Digitalization and Social Inequalities
Digitalisation and Social Inequalities: Synthesis and Country Profiles
Working Group 1 examines how digitalization influences social inequalities in the labor market, focusing on age-related disparities. Findings reveal that older workers face significant challenges in digital access, skills, and adaptability. Country profiles highlight varying levels of digital connectivity, with Iceland and the UK showing high connectivity, while Hungary and Slovakia have notable gaps.

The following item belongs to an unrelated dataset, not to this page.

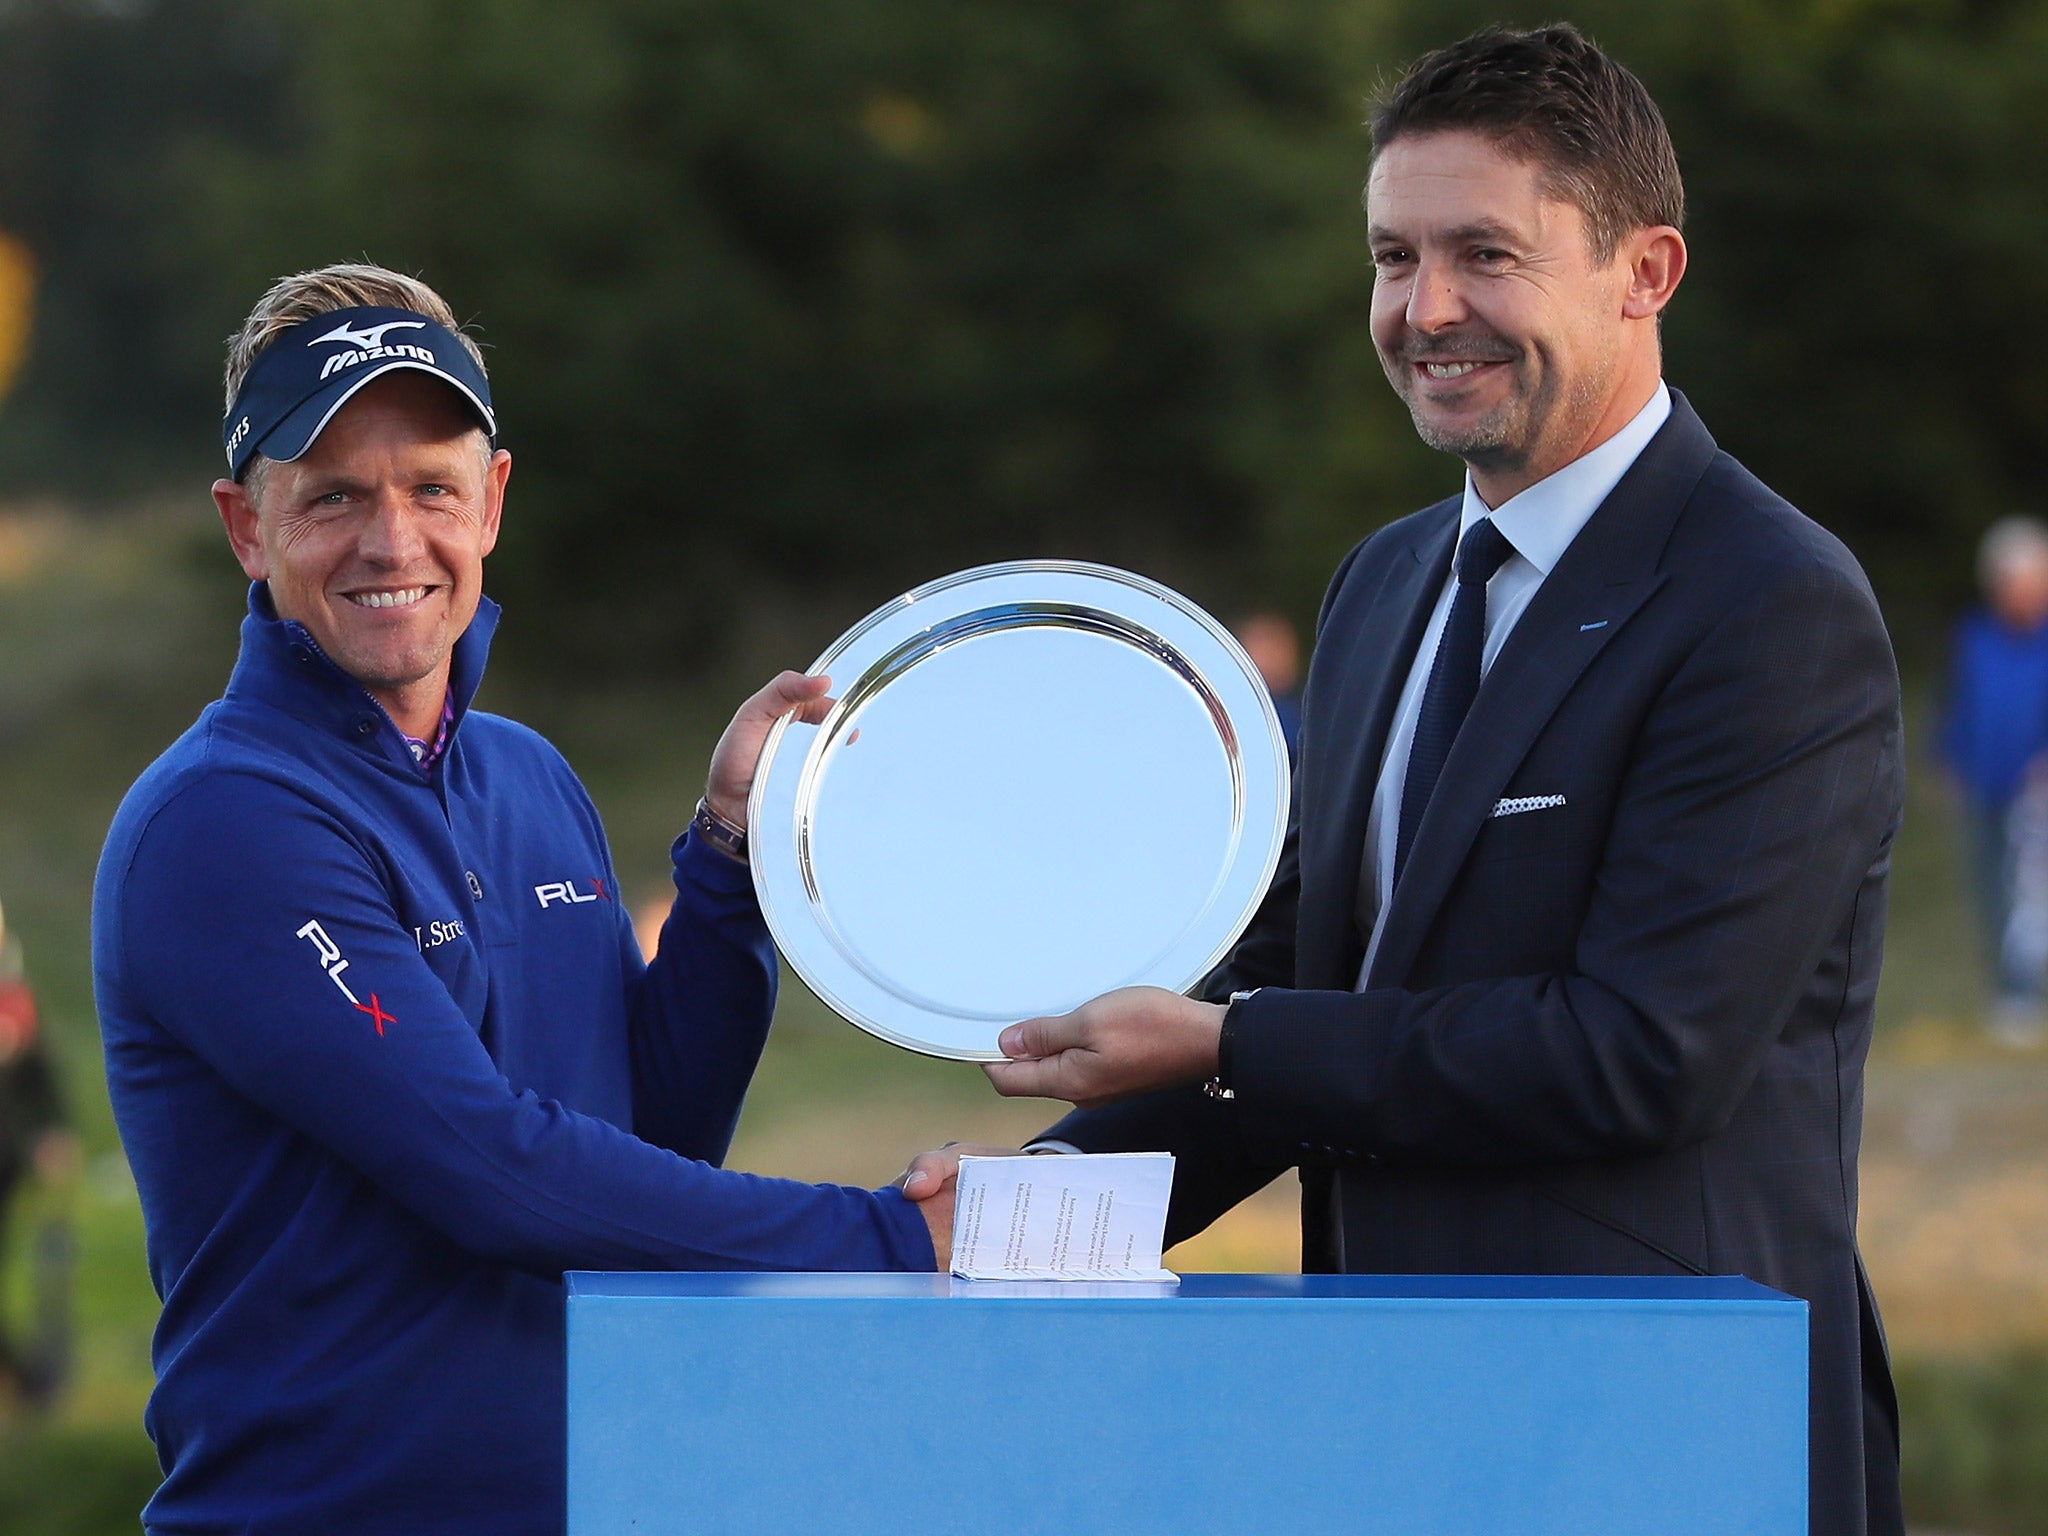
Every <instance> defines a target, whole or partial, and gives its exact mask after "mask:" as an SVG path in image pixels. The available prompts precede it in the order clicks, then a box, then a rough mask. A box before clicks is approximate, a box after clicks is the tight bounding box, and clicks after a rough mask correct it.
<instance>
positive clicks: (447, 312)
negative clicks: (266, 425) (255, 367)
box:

Working Group 1 focuses on social inequalities that influence and are shaped by digitalization in an ageing workforce.
Feature One
→ concerns the (changing) inequalities between younger and older workers due to technological change
Feature Two
→ shapes differences between groups of older workers, based on (for instance) gender, occupation, migration background, health, or socioeconomic class
Feature Three
→ inequalities may in turn also influence the pace and type of digitalization

Jelle Lössbroek
Leader
Netherlands Interdisciplinary Demographic Institute & University of Groningen, Netherlands
Jelle is a postdoctoral researcher who defended his PhD dissertation in 2019. As a labour market sociologist, he studies how different trends shape the future of work and social security: ageing, migration, and technological change. The interplay between organization and worker is central to most of his research, with a specific focus on the financial situation of older migrants.

Sylwia Przytula
Co-Leader
Wroclaw University of Science and Technology, Poland
Sylwia is Associate Professor in the field of human resources management. Her specific scientific interests are diversity management, expatriation, higher education and global mobility. The diversity context in her research concerns employees of various organizations (in public and private sector), representating various age and gender. She is a member of the European Academy of Management (EURAM).